Related Works and What I Could've Done Better

In the article Billboard Hot 100 Analytics, Rosebud Anwuri analyzed Billboard's Hot 100 charts from 1950–2015 (with data from https://github.com/kevinschaich/billboard) using Spotify’s API. She noticed a trend towards less instrumentals and more speechiness over the decades, especially in the 1990s. She connected it with the rise of hip-hop and the types of bands that were popular: rock bands were replaced by pop bands. Finally, she showed that loudness has been on the rise over the decades.

Her findings relate to my own findings as well: especially with the speechiness of the recent songs. The data she used doesn't cover as long of a time period as mine (hers ends at 2015 while mine ends at 2018). However, the repo she took the data from had some interesting basic analysis done. In the future, I would be interested in using Spotify's API as well as looking at some of the features Kevin Schaich added to his dataset. However, when I first encountered these things, I knew far less than I do now so I wasn't sure how to utilize what I found.

If I had more time and/or money, I would've definitely included more songs. From certain word clouds, because I didn't have enough datapoints, certain very repetitive and song-specific phrases from certain songs (examples include: "goodnight Irene" from "Goodnight Irene", "wooly bully" from "Wooly Bully", "uptown funk you up" from "Uptown Funk") end up showing up very prominently in the data.

Additionally, in my latest iteration of the data inputed, I took the top 2 songs from each year as the corpus for each decade. As my latest data is 2018, the 2010s data contains less songs than the others, so is more subject to the individual characteristics of the songs in that decade.

Although it's not an issue now, the earlier Billboard top singles lists only lists 30 while the later ones list 50 or 100. Therefore, if I wanted a balanced dataset, the data would end up capped at 30 songs per year so if I wish to include more data, I would need to be mindful of that and perhaps find another source.

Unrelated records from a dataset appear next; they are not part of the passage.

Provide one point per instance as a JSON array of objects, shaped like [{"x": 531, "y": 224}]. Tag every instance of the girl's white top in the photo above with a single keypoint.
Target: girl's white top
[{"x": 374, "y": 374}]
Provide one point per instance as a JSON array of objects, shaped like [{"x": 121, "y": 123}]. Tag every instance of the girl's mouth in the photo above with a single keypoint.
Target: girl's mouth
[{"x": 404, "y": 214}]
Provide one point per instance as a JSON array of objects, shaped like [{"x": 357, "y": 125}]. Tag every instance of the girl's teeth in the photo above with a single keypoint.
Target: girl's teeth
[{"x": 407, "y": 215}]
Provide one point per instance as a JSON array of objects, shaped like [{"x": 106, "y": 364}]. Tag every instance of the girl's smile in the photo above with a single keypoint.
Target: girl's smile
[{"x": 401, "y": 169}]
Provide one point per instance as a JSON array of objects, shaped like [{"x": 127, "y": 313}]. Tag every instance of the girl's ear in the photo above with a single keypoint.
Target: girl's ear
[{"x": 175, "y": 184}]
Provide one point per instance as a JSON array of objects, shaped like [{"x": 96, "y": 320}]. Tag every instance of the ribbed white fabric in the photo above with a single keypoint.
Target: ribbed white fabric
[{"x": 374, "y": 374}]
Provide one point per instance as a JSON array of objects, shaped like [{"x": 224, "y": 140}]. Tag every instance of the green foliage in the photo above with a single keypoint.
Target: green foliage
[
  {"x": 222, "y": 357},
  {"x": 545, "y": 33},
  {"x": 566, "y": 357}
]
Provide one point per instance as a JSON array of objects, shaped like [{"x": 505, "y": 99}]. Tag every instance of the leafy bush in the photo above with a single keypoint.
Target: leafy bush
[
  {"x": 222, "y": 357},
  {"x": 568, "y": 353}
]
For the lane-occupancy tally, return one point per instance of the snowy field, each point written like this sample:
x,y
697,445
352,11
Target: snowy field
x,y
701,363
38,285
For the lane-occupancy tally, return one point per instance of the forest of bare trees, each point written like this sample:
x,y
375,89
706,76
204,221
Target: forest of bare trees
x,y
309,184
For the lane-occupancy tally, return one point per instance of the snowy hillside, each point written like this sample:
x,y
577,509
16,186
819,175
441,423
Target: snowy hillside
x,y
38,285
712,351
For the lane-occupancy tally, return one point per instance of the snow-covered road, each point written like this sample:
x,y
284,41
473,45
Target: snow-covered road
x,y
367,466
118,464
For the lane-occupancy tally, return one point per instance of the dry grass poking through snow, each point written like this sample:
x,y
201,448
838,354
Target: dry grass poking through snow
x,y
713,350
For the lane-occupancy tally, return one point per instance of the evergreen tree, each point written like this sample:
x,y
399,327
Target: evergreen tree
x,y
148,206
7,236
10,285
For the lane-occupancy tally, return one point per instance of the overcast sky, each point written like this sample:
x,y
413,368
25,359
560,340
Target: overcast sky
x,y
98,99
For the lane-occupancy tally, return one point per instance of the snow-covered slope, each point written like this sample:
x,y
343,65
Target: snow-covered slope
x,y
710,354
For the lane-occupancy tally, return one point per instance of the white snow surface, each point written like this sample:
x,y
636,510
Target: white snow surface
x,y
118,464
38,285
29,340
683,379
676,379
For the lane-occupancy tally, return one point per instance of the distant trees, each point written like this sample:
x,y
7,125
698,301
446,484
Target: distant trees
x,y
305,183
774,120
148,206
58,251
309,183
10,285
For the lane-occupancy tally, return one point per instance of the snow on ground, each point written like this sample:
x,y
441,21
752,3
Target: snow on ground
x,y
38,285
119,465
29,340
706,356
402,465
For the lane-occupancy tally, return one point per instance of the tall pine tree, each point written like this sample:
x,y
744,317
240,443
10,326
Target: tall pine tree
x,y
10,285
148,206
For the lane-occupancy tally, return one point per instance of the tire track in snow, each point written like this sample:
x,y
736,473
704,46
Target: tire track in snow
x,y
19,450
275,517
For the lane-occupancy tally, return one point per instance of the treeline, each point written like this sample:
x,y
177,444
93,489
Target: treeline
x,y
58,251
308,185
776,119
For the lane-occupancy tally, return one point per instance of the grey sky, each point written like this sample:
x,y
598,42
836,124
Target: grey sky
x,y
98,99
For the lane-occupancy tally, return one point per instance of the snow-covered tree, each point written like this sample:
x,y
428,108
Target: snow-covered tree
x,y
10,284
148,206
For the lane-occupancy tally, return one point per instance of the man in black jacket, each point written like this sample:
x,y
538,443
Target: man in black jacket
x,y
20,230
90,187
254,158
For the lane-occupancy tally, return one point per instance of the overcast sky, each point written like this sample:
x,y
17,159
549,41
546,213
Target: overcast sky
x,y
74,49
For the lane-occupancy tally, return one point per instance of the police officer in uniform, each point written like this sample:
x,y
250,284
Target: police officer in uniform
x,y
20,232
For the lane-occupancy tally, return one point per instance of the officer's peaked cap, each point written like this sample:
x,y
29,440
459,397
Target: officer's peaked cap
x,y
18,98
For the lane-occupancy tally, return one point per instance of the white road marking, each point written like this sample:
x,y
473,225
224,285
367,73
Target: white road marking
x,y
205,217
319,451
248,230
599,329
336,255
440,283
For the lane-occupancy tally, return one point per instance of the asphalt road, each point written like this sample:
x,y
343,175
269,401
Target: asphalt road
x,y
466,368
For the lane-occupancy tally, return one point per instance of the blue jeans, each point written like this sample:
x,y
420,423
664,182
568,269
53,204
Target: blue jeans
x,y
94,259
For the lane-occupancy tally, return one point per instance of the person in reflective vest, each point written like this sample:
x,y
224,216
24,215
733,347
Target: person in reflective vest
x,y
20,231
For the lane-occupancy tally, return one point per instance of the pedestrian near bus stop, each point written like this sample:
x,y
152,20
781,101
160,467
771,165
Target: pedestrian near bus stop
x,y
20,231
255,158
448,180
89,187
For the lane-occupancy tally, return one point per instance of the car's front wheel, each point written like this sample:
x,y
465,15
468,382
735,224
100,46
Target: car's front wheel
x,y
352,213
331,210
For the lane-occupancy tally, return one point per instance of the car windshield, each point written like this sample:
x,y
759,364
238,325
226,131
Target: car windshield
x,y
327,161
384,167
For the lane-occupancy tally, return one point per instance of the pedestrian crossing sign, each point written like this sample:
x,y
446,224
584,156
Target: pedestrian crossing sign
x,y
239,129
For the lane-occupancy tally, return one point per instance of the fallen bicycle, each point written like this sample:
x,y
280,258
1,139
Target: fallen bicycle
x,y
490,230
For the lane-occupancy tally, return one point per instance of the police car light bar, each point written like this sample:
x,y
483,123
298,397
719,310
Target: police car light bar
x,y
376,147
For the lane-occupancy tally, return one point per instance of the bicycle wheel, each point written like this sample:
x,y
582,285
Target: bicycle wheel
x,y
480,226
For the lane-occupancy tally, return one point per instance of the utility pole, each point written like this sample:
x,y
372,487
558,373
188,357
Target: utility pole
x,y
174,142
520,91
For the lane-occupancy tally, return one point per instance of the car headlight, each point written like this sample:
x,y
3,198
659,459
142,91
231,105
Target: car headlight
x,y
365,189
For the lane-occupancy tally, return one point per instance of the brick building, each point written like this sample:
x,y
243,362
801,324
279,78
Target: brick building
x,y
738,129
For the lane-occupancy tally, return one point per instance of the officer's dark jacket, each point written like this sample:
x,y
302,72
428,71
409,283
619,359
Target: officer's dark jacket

Another thing I think I could've done better was include more characteristics. As it was my first time doing web-scraping, I only managed to collect the ranking data from Wikipedia and didn't know how to efficently and accurately append data from other sources. My compromise was to manually include lyrics to the dataset, and although I was able to get a lot of interesting information from just the lyrics, if I had more information such as the gender of the artists, the genre, the length of the songs, or the sheet music, I could definitely do a more complex and insightful analysis. Perhaps after more experience, I would return to this project and redo it with more finesse.